The BON or Best of Nollywood awards, Nigeria's version of the Oscars, awards the country's top talents and recognizes the growth of Africa's largest movie industry.
LAGOS, NIGERIA (NOVEMBER 11, 2011) (REUTERS) - The Best of Nollywood awards held in Lagos on Friday (November 11) honored some of Nigeria's movie industry's top talents in an event that is eagerly anticipated every year -- much like the Oscars in Hollywood.
Also known as BON awards, the event recognizes categories like best actor and best actress in English movies, best actor and best actress in Yoruba movies and best sound track among others including best kiss in a Nigerian movie.
The movie "Two brides and a baby" produced by Blessing Egbe, won the movie of the year and also best sound track. It is due to be released in cinemas in Nigeria on November 25.
"I am so excited standing here and collecting this for best sound.

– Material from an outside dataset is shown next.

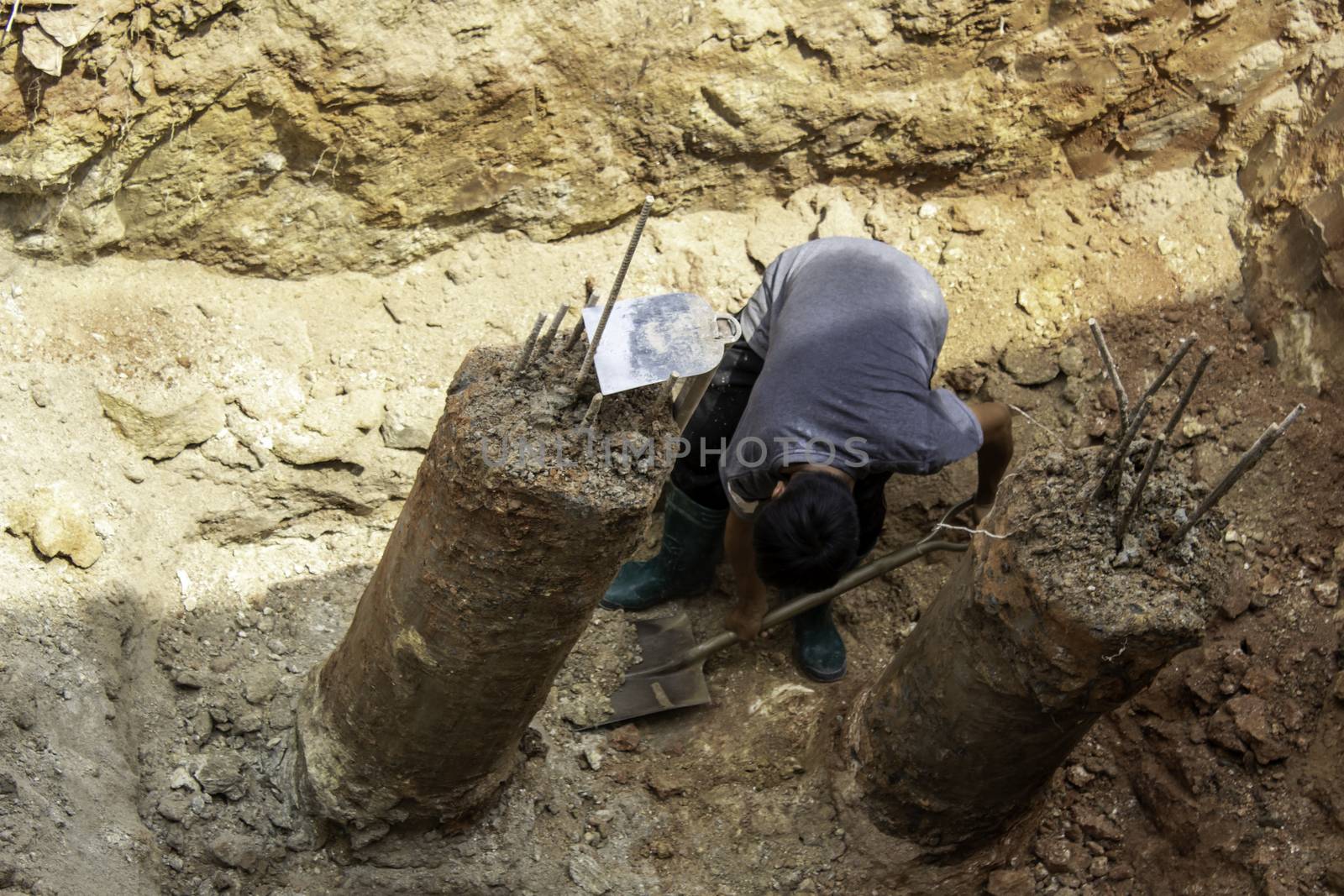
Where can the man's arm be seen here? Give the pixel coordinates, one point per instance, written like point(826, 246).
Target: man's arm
point(995, 453)
point(745, 618)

Sound is a difficult part of production in Nollywood, we know that," Egbe said when she recieved her award.
According to UNESCO Institute for Statistics, Nigeria ranks second in the world after India's Bollywood with the number of video movies produced per year, overtaking America's Hollywood.
But Nollywood productions have long been criticized for their poor audio and picture quality and lack of direction.
Early this year, Nigerian movies were outshined by features from Congo, Ghana and South Africa at the Africa Academy Movie Awards held in the Niger Delta. Top Nigerian actors and actresses also did not win any awards.
Nollywood producers and directors say they have been forced to go back to the drawing board and reinvent the industry's image.
"We are growing and we getting better each day, a lot of good movies coming up, a lot of brilliant producers, directors, actors and actresses, so I mean it is a growing industry and we are doing quite well I must say," said Chelsea Eze, an actress.
Some industry players are eyeing wider recognition, with several localy produced films being released for foreign audiences.
"We are crossing the line, going the extra mile, going abroad, so we actually shoot movies not only for Nollywood now, we shoot movies for Hollywood and we hope in the future we get to be nominated for Oscars and... you know, other awards," said Susan Peters, another actress.
But analysts say, Nollywood's growth is hit hardest by rampant piracy. The local market is flooded with millions of cheap copies from which revenue does not go back into the industry.
London based Nigerian film maker Obi Emelonye, famous for his production, "Mirror Boy" says the problem of piracy is universal but in Nigeria it could be curbed if there were streamlined distribution channels.
"The pirates, they exist everywhere, they exist in the UK, they exist in hollywood and yet the industry survives in spite of them The reason they are thriving so much in Nigeria and they are kind of almost killing productions in Nigeria is because our distribution network, our distribution system is fundamentally flawed," he said.
Despite limited government funding and support many Nollywood movie makers say that their priority now is to transform the industry in order to compete internationally.
Experts say, Nollywood employs millions of youths and its expansion would only mean more jobs for Nigerians.